Quelles sont les thématiques de recherche sur lesquelles vous travaillez ?

Je travaille sur les contacts linguistiques et graphiques et sur les échanges culturels de l’Europe occidentale au cours de la Protohistoire récente. Concrètement il s’agit de comprendre les conditions d’apparition de l’écriture, ses domaines d’usage et sa diffusion dans le cadre de corpus documentaires attestés de manière fragmentaire.
Je m’attache en priorité aux dossiers paléohispaniques c’est-à-dire les langues et les écritures présentes dans la péninsule Ibérique avant la conquête romaine et jusqu’au tournant de l’ère, et depuis quelques années également au corpus du celtique continental avec un projet d’informatisation des inscriptions en langue gauloise. Mon travail s’est ainsi enrichi de compétences en humanités numériques, qui renouvelle en partie les méthodes de travail et de traitement des données.
Je m’intéresse notamment aux questions relatives à la diffusion du savoir-faire graphique, à la logique de l’écriture auprès de populations dont les structures ne sont pas nécessairement celles du monde gréco-latin. Le travail sur les corpus épigraphiques d’attestation fragmentaire implique un doute permanent et une souplesse d’esprit afin d’en réinterroger régulièrement les éléments afin qu’ils puissent dessiner à terme un système cohérent et pertinent, sans jamais forcer la documentation dont on dispose.

Quelles sont les grandes questions qui animent les chercheurs sur votre thématique de recherche ?
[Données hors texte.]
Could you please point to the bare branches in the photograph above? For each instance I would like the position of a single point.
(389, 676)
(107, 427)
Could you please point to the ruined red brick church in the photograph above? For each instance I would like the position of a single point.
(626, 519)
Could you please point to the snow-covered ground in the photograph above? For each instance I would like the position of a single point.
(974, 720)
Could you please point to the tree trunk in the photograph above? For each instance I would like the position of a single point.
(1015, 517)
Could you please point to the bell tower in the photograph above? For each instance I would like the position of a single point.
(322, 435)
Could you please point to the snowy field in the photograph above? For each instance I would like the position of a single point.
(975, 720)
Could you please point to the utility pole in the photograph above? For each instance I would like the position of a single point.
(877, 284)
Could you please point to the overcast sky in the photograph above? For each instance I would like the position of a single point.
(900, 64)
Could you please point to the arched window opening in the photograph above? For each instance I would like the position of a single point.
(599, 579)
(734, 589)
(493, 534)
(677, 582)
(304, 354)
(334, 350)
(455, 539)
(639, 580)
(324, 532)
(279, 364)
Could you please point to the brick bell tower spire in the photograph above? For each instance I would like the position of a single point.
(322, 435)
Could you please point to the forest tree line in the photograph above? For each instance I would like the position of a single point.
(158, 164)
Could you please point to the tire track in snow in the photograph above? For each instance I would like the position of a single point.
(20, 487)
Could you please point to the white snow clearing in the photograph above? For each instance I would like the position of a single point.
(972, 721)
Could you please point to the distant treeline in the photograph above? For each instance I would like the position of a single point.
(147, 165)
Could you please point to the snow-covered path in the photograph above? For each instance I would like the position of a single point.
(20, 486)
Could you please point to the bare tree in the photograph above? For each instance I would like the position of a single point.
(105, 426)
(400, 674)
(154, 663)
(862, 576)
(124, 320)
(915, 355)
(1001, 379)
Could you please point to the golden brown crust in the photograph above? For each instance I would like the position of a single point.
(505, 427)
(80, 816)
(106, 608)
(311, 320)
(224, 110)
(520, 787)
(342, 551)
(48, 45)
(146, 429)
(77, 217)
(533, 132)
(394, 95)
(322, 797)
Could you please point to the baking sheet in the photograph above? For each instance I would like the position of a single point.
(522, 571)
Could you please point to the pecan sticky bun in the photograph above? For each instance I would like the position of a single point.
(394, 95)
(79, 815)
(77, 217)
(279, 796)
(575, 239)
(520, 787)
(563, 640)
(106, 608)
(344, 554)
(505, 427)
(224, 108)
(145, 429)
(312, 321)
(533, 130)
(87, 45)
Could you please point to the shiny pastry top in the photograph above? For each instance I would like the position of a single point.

Alors que la référence à « nos ancêtres les Gaulois » est quasi quotidienne en France, l’intérêt pour la langue gauloise telle qu’elle est réellement attestée est très limité. Le public ignore le plus souvent que les Gaulois écrivaient (en réalité ils ont utilisé plusieurs systèmes graphiques différents) mais il est toujours très sensible à tout sujet qui s’y rapporte. Que ce soit à cause d’Astérix ou de cette identification abusive et simpliste du Français au Gaulois (qui est en réalité un vestige d’un moment de propagande de la fin du XIXe siècle au moment de la guerre entre la France et la Prusse), il y a une dimension presque affective de l’auditoire lorsqu’on parle de la langue gauloise en France.
C’est pourtant méconnaître l’histoire de la langue française qui est largement plus liée au latin qu’au gaulois (dont à peine plus d’une centaine de termes pourrait nous être parvenu) et la multitude des influences et des contacts (romans, germaniques ou même arabes) au cours de l’évolution de la langue et de la culture françaises. Revenir aux textes, revenir à la donnée telle qu’elle nous a été transmise en l’analysant de la manière la plus complète possible est un moyen d’éviter les amalgames et les biais idéologiques qui ont pu marquer l’image du gaulois.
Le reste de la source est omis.